– При осмотре помещения погреба, принадлежащего семье Евдокимовых, обнаружен обнаженный труп, завернутый в старую промасленную мешковину. Труп мужской, возраст потерпевшего – предположительно семнадцать-восемнадцать лет. Смерть наступила, предположительно, три дня назад. А может и больше, учитывая низкую температуру. Далее. На затылке след от удара тупым предметом. На ягодицах, бедрах, предплечьях – обширные гематомы и вздутия, со следами уколов в центрах, а также следы уколов без гематом и вздутий. Вокруг трупа обнаружено… сейчас… ага, восемнадцать одноразовых шприцев с остатками жидкости, по запаху похожей на солярку… Характер вздутий указывает на то, что большинство уколов было сделано еще при жизни жертвы, но уже после нанесения травмы в затылочной области головы.
– Солярка, значит, – тихо сказал капитан Крепин. – Сергеич! А ну давай ее сюда!
Участковый вошел, крепко держа за локоть Евдокимову. Та затравленно озиралась по сторонам, словно искала взглядом кого-то.
– Это кто? – Крепин схватил ее за шею, подтащил к трупу, с силой наклонил голову: – Кто это, я тебя спрашиваю, тварь?

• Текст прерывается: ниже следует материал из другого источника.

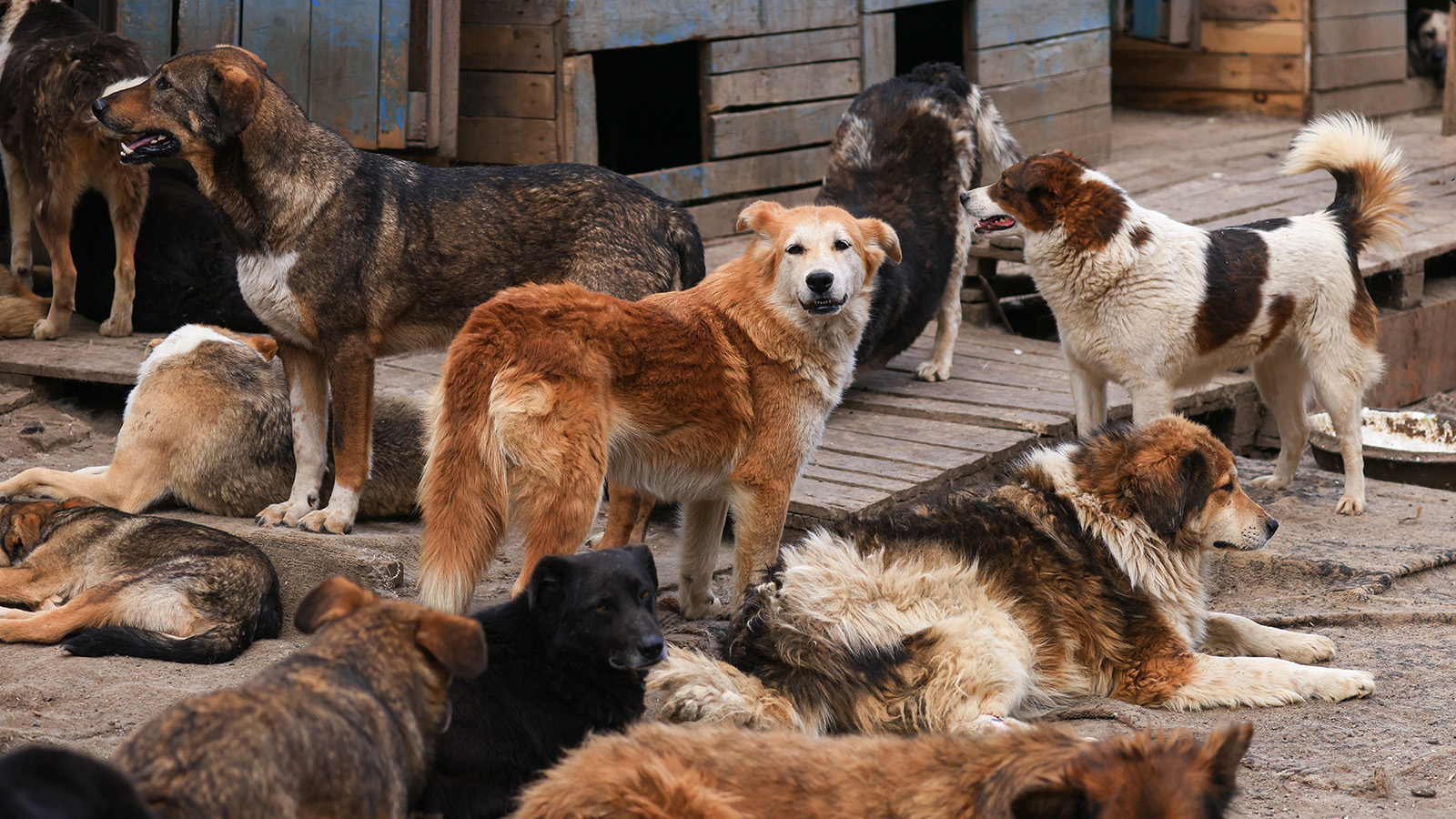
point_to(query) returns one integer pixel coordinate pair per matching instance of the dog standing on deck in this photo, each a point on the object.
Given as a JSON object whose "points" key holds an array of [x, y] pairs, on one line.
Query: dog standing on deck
{"points": [[1157, 305], [53, 65], [349, 256], [715, 397], [905, 152]]}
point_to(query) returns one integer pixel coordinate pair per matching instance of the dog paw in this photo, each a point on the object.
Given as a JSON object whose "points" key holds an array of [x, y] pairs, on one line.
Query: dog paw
{"points": [[934, 370], [116, 327]]}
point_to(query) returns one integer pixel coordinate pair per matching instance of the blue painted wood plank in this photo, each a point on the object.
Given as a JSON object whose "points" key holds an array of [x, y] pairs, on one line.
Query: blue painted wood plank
{"points": [[149, 25], [278, 33], [393, 72], [344, 69]]}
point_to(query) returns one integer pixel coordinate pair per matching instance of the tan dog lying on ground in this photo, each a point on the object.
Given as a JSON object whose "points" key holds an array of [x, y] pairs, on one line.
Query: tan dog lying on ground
{"points": [[342, 729], [713, 397], [1041, 773], [208, 424]]}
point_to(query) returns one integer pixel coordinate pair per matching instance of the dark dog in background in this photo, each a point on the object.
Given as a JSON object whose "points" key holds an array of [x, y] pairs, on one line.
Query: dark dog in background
{"points": [[55, 65], [567, 658], [55, 783], [899, 155], [1038, 773], [349, 256], [341, 729], [131, 584]]}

– Тише, тише… – сдавленно проговорила Наталья Сергеевна, – пожалуйста, не будите его. Это же Андрюшенька мой, он спит. Он болен очень, поэтому и лежит здесь, в клинике.
В голосе ее слышались и страдание, и мольба, и ужас. У Крепина мороз побежал по коже, он отпустил женщину и зачем-то вытер ладонь о брюки.
Участковый не выдержал, выматерился и сплюнул.
– Ему пора укол делать, – сказала Евдокимова. – Да вы лучше профессора спросите…
– Какого профессора? – уточнил лейтенант.
– Да главврача же нашего, Голышева… Валентина Филипповича. Он же только что здесь был… – Она снова беспомощно посмотрела по сторонам.
– А уколы вы, что ли, ему ставили?
– Почему я?.. Персонал… А, хотя и я тоже, да. Я ведь могу…
– Персонал… – пробормотал капитан. – Пиши, Лёха. Подозреваемая опознала в трупе своего сына, Евдокимова Андрея Александровича, тысяча девятьсот девяносто восьмого года рождения. А вы, граждане понятые, можете опознать тело?
– Э-э-э, – протянул старик. – Лицо бы надо… того… увидеть.
– Не смейте! – вдруг закричала Наталья Сергеевна, увидев, что эксперт переворачивает тело сына. – Не трогайте его! Он болен! Его нельзя, нельзя, нельзя будить… Пусти, – она попыталась вырваться, но участковый снова крепко держал ее за локоть.
– Да, это он, Андрейка, – пробормотала Галина Степановна. – Ох ты, горюшко, ужас-то какой…
– Он, – сухо подтвердил так и не назвавший пока своего имени старик.
– Вы не понимаете! – билась в истерике чокнутая мамаша. – Не понимаете! Он болен! Он… он… субстрат! Он субстрат!!! СУБСТРАТ!!! У него мортемицес! Гоминифиллус! Анаморфа! Разве вы не видите? Его нельзя трогать, нельзя!!!